In September 2008 their grandson went back to college, and they took off from a cow field just outside town. Around the time President Bush was signing the draconian anti-handwavium bill that had been rammed through Congress in an unprecedented eight days into law, they were passing Jupiter's orbit on a course for Saturn to look at the rings - Jupiter wasn't on the path, but they'd see it and its moons on the return trip. Perhaps the grandkids would enjoy the vacation photos instead of just putting up with looking if Oma and Opa where grinning and waving like loons in front of a window that looked out on the Great Red Spot, eh? Eh?

Getting back to Earth orbit to find that if they landed to show them off they'd be felons was something of a nasty surprise, even if they had been discussing possibly extending the trip to tour the inner system as well now that those sailor girls were talking about a giant airship-city on Venus.

Cut off again from their roots, they could only thank God that this time their families wouldn't be in danger, and fall back on what they knew - catering to the tourist trade.
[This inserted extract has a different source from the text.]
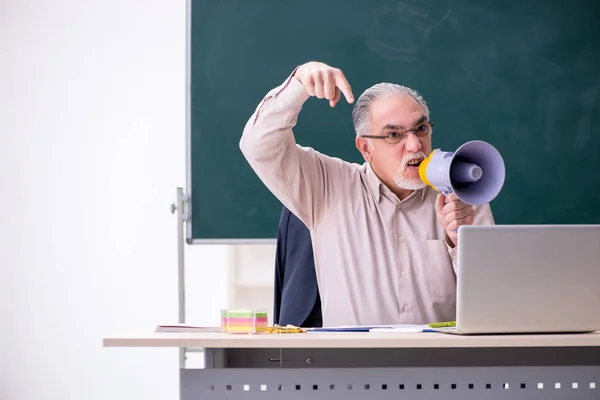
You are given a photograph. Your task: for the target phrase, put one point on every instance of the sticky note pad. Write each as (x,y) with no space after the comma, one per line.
(244,321)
Rosenberg Star Tours ran from a beachside parking lot in the Bahamas, specializing in day trips to the Moon for flybys of the Apollo lander and a stopover for lunch and shopping at Stellvia and Kandor, with week-long round trips once a month to The Island and Mars. Even so, by 2010 they were running the ragged edge of depression, and when their drive crapped out during orbital insertion around Luna in late March, it was just too much.

The Rosenbergs' tour bus was actually our very first tow and repair aboard the Gnarlycurl, and our "crew quarters" were still just plywood lashed to scaffolding set up on C-Deck at the time.

...

The elderly couple came back up with their ship, of course - they had some investments, enough that they'd planned to retire on them, but the bus itself represented the majority of their assets. Fixing it took longer than I had expected it to - Shuko is a damn good engineer and working with Rockhounds got her the field experience to hack hardware into shape with the best of them, but she'd never worked on an actual gas turbine like the bus engine before, and getting parts for it took a while on its own. Long before it was ready, Myrtle and Irving had fallen into a bit of a funk, and the only times they really came out of it was helping Micheal get the quarters more into shape, and in the kitchen.

...

Overall, though, it was a good time, and we returned to the Gnarlycurl with good spirit and refreshed determination to turn it into a place worthy to host the next get together. It was something of a surprise, then, when the next day after that the Rosenbergs showed up with Herschel, asking to join the crew. Aside from being cut off from their family, it hadn't been dealing with vacationers again that was getting to them, they'd realised, but not having a base to operate in - helping us fix up the living spaces aboard had been like old times, setting up their hotel, and there was plenty of room to stack two or three floors of rooms in C-Deck, where people could stay while their ship/homes were in the shop, or just to get out of the tight spaces of a carmod and stretch, or use a proper shower or bathtub. Herschel had graduated with a Business Management and Accounting degree, the only one of the family who'd had any interest at all in following a similar career as the senior Rosenbergs, but he'd also wanted to do it up here, rather than groundside. He was also fond of gardening, and it was his idea to have the park section of D-Deck grow food crops as well as ornamental flowers and trees.